Q. And can you tell us why.

A. Well one reason relates to what we've talked about earlier, that part of our smoking-attributable expenditure estimates in the formulas are based on surveys, national surveys like the National Medical Expenditure Survey and like NHANES, and those surveys are only of 30,000 people. Those are very big in terms of the study, but not very big in terms of the total population of the United States. And if those surveys were redone in the same way with just pulling in a different sample of 30,000 people instead of the sample that was actually taken, then there would be some variation in the smoking-attributable expenditure estimate that we came up with using our models, but using this hypothetical re-draw of the survey.

*36 Q. What do you mean by "hypothetical re-draw of the survey?" Could you be a little clearer about that?

A. Well the survey was clearly only done once and we got the data from that survey.

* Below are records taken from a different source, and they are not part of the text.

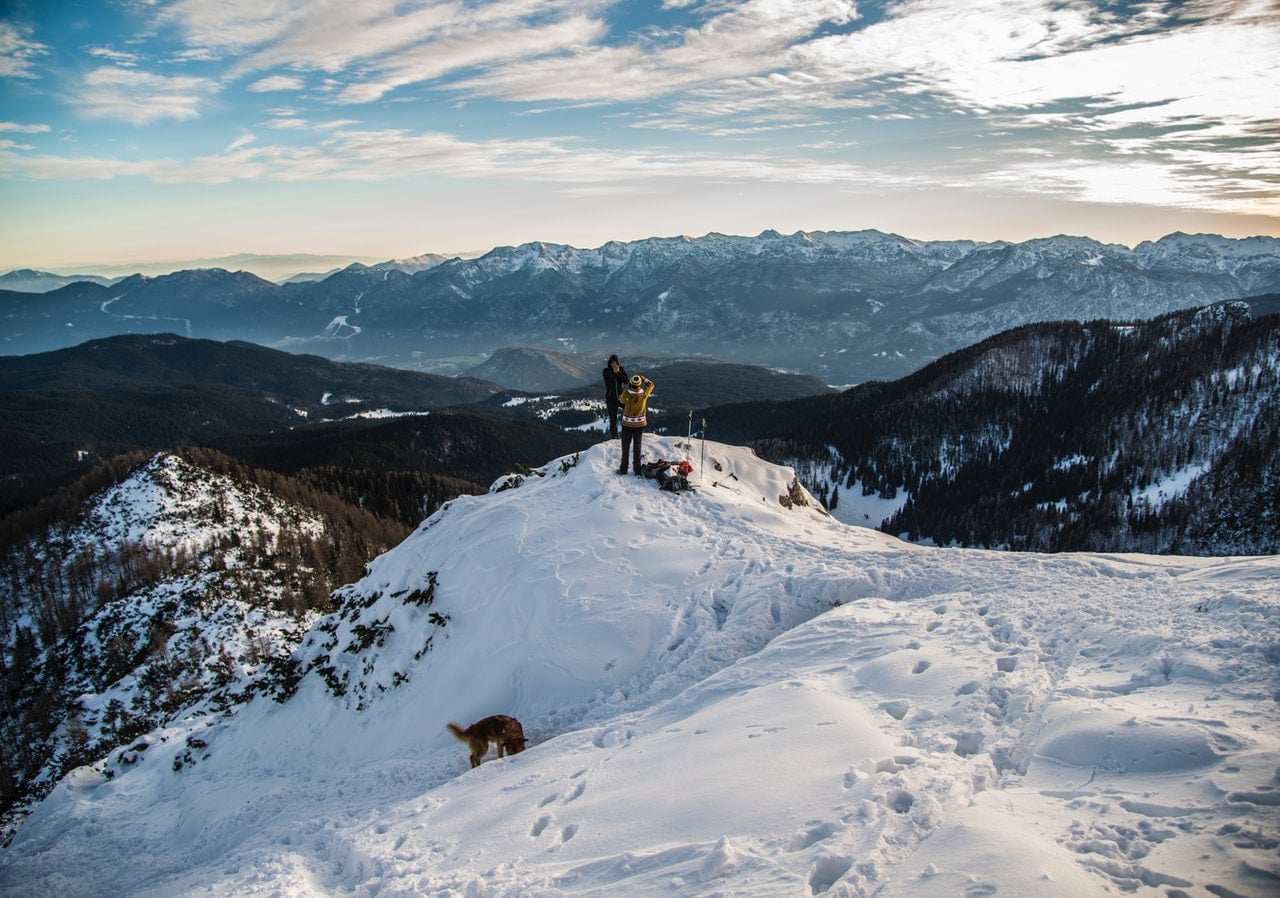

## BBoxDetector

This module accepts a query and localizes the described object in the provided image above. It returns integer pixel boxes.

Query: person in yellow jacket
[618,375,653,473]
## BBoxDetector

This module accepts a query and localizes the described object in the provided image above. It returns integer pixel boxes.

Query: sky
[0,436,1280,898]
[0,0,1280,274]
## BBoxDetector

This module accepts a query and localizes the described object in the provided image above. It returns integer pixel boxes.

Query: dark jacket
[604,359,627,407]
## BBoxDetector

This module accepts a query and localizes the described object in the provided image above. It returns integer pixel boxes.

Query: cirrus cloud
[73,68,219,125]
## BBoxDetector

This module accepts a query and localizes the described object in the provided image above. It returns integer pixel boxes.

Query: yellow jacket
[618,380,653,427]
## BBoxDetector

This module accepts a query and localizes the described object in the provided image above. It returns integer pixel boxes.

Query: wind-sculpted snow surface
[0,437,1280,898]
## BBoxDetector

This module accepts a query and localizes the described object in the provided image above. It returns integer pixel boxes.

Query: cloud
[457,0,858,102]
[0,122,51,134]
[84,47,138,68]
[73,68,219,125]
[0,22,49,78]
[248,75,306,93]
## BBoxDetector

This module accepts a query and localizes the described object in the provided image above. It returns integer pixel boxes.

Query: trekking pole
[698,418,707,477]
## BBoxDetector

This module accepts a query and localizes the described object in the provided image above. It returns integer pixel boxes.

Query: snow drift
[0,437,1280,898]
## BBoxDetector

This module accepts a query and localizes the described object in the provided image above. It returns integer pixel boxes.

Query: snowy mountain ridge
[0,453,404,830]
[0,230,1280,384]
[0,437,1280,898]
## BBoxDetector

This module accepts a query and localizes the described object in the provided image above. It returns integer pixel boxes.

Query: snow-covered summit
[0,437,1280,898]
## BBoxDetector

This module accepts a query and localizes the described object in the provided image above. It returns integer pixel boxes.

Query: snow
[0,436,1280,898]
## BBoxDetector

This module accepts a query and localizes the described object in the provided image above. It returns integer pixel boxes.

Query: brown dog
[445,714,525,768]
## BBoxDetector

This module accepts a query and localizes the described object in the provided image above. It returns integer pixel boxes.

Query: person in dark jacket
[618,375,653,476]
[604,356,627,440]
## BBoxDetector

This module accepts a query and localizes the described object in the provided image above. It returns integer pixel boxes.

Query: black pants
[618,426,644,473]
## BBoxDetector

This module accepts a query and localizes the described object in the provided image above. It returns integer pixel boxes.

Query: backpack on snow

We know that if they had done it several times, each time you would have gotten a different set of people and there would have been some statistical variability in the estimates, because with each group of people, you would have gotten a somewhat different estimate of smoking-attributable expenditures.

Q. Now what were our estimates based on in terms of samples?

A. Well, our estimates were based on the samples that were drawn, the actual samples drawn in the National Medical Expenditure Survey and the National Health and Nutrition Evaluation Study.

Q. Now is there a statistical-measure variability that is most appropriate here?

A. I believe so.

MR. HAMLIN: Your Honor, we're going to get into a brand-new area here. Perhaps this might be a logical breaking point.

THE COURT: All right. We'll recess and then reconvene tomorrow morning at 9:30.

THE CLERK: Court stands in recess to reconvene tomorrow morning at 9:30.